Hinzu kommt, dass Gesundheitsstaatssekretär Klaus-Theo Schröder ankündigte, das Versandhandelsverbot in Deutschland zu kippen. Versandapotheken sollten zwar keine Rosinenpicker sein, sondern Vollsortimenter, sich aber z. B. in der Versorgung chronisch Kranker engagieren.

Aus allen diesen Maßnahmen lässt sich nur das Fazit ziehen: diese Regierung zerschlägt die heutige Apothekenstruktur mit allen nachteiligen Konsequenzen für die sichere und flächendeckende Arzneiversorgung.

Wie zu hören war, will die Ministerin grundsätzlich am Maßnahmenpaket festhalten.
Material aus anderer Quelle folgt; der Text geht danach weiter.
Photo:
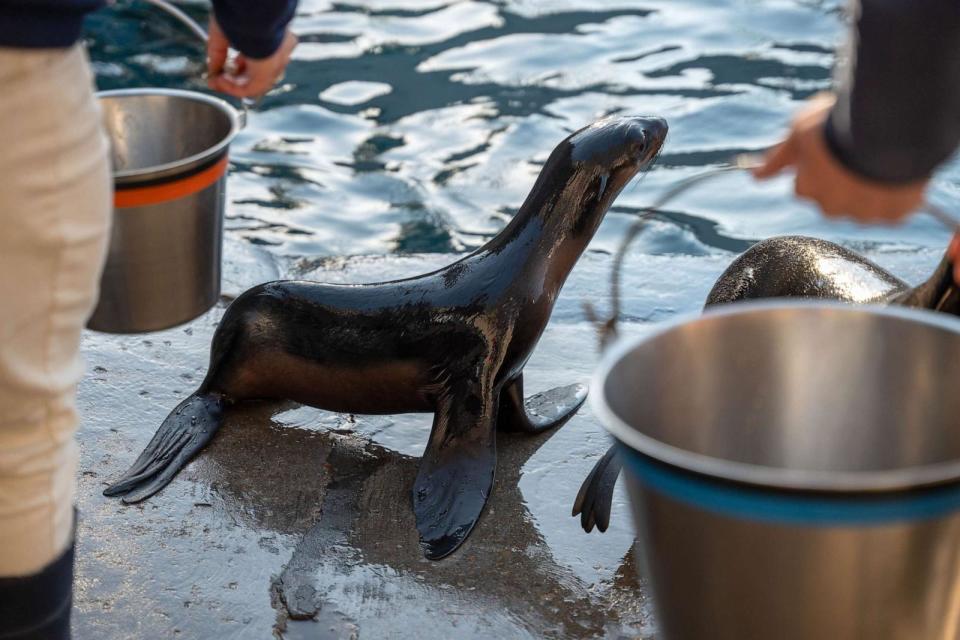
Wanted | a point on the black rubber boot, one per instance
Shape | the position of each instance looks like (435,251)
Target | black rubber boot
(37,607)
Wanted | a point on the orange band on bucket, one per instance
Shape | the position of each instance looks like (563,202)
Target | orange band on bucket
(144,196)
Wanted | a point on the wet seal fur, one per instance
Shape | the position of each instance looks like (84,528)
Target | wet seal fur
(452,342)
(786,267)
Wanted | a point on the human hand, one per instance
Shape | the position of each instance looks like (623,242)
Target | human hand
(820,177)
(249,77)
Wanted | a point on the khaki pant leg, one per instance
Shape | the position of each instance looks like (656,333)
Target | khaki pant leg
(55,207)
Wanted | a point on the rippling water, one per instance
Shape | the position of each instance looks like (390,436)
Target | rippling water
(420,125)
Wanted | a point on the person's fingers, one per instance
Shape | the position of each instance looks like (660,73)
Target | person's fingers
(217,48)
(777,159)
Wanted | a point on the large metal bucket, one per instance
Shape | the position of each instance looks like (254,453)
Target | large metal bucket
(169,151)
(794,471)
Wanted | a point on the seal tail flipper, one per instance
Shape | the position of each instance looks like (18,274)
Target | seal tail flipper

Sie sei aber bereit, Kritikpunkte im Entscheidungsprozess zu berücksichtigen und eventuell Änderungen vorzunehmen – noch eine letzte Chance für die ABDA. Wie der BAK-Präsident in Palma ankündigte, wird die ABDA als Gegenvorschlag die Drehung der Arzneimittelpreisverordnung (Einsparvolumen etwa 800 Mio. DM) vorschlagen, außerdem die Einführung von e-Rezept und Arzneimittelpass, die allerdings keine Sofort-Einsparungen bringen. Da muss noch Überzeugungsarbeit geleistet werden.